Cuando amas, amas a todas las personas que has amado

Jeannette Clariond

Acá solo tienen I Love esto o aquello. En un principio el término se me hace insuficiente, se me hace pobre. De tan amplio, vacío. Como buena, es decir orgullosa hablante del español, hija de lectores uno de ellos además escritor, crecí rodeada de conversaciones relacionadas con la lengua, sus contornos y sus circunvalaciones. En casa se hablaba con frecuencia sobre lo difuso (y considerábamos confuso) de la palabra amor en inglés. En nuestro idioma tenemos me gusta, disfruto esto, me gustas, me fascinas o me fascina aquello, te quiero, te quiero mucho, estoy enamorado o te amo. Cada faceta, tono, cada momento sentimental de eso entrañable e innombrable (¡el amor!): tiene nombre en español.

Acá solo tienen I Love esto o aquello. Es en serio: las fajitas, la playa, caminar en la montaña, el veganismo o la carne a temperatura media, acostarme acá contigo, ver el atardecer, el frío, estar juntos, vivir en esta ciudad. A ti, con quien quiero pasar la vida entera: I love you. En mis tiempos universitarios, más o menos por la época en que me fue introducida la palabra saudade, esa otra intraducible, de nuevo surgió el tema sobre el amor y los idiomas, y lo que las lenguas sugieren o evidencian de la cultura que las porta. Porque uno nombra sólo lo que conoce, y eso apenas en mínima parte tiene que ver con la experiencia íntima, privada. Siendo realistas, en mucha mayor medida lejos de ser fruto de una exploración personal, las palabras, o la gama léxica, evidencian lo que la cultura en la que nacemos, que creamos y reformulamos constantemente, considera relevante. Reflejan lo que parece digno de ser, claro, nombrado. No se caiga en el error de pensar que todas las sociedades del globo consideran relevantes los mismos temas, o los perciben de la misma manera, o establecen las mismas relaciones entre ellos.

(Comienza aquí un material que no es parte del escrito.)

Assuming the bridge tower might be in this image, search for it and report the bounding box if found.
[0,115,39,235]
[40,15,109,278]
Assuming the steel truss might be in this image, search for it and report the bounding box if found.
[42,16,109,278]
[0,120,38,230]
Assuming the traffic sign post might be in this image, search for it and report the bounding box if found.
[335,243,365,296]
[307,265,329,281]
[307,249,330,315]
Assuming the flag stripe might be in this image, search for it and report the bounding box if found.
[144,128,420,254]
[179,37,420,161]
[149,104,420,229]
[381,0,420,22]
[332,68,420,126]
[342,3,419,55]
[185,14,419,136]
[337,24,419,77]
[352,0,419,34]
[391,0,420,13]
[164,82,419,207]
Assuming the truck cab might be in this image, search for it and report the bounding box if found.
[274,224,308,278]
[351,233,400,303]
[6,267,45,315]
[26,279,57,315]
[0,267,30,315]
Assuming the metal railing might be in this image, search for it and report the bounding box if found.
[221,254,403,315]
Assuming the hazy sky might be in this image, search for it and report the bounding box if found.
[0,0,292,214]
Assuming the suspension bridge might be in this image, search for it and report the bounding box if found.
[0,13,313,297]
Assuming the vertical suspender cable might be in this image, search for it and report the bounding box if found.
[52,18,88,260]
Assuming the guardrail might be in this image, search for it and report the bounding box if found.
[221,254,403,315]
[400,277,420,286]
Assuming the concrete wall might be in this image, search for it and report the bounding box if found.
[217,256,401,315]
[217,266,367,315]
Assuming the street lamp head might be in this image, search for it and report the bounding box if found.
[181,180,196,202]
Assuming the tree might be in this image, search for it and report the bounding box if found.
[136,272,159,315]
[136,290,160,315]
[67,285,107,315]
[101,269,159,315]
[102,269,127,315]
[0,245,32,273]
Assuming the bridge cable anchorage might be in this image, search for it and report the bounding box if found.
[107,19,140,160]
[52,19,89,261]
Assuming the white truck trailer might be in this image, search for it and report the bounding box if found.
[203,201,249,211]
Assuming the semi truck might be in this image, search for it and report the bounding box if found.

Durante ese tiempo alguien me explicó erróneamente que los anuit tenían unas cincuenta palabras para referirse a la nieve. Y aunque esto no es cierto, tienen apenas cuatro, la huella de esta imprecisión (en la nieve) se quedó conmigo. Son los finlandeses los que tienen cuarenta. Cincuenta, cuarenta, cuatro. Más allá del número de vocablos asociados a la nieve, lo relevante es que decir nieve cuando sólo estás rodeada de blanco cientos de kilómetros a la redonda, no tiene valor alguno: demasiado difuso. Entiendo también que la palabra árbol no es utilizada por las culturas tradicionales amazónicas. Son nombrados en cambio los tipos o variedades de árbol. Pronunciar árbol cuando se extiende hacia el cielo una selva tupida de vegetación de verdes diversos y de distinto sabor, textura y utilidad a tu alrededor, una selva de sentidos tan tupida que casi no logras ver el cielo, o que posterga la necesidad de cielo incluso, resultaría inútil.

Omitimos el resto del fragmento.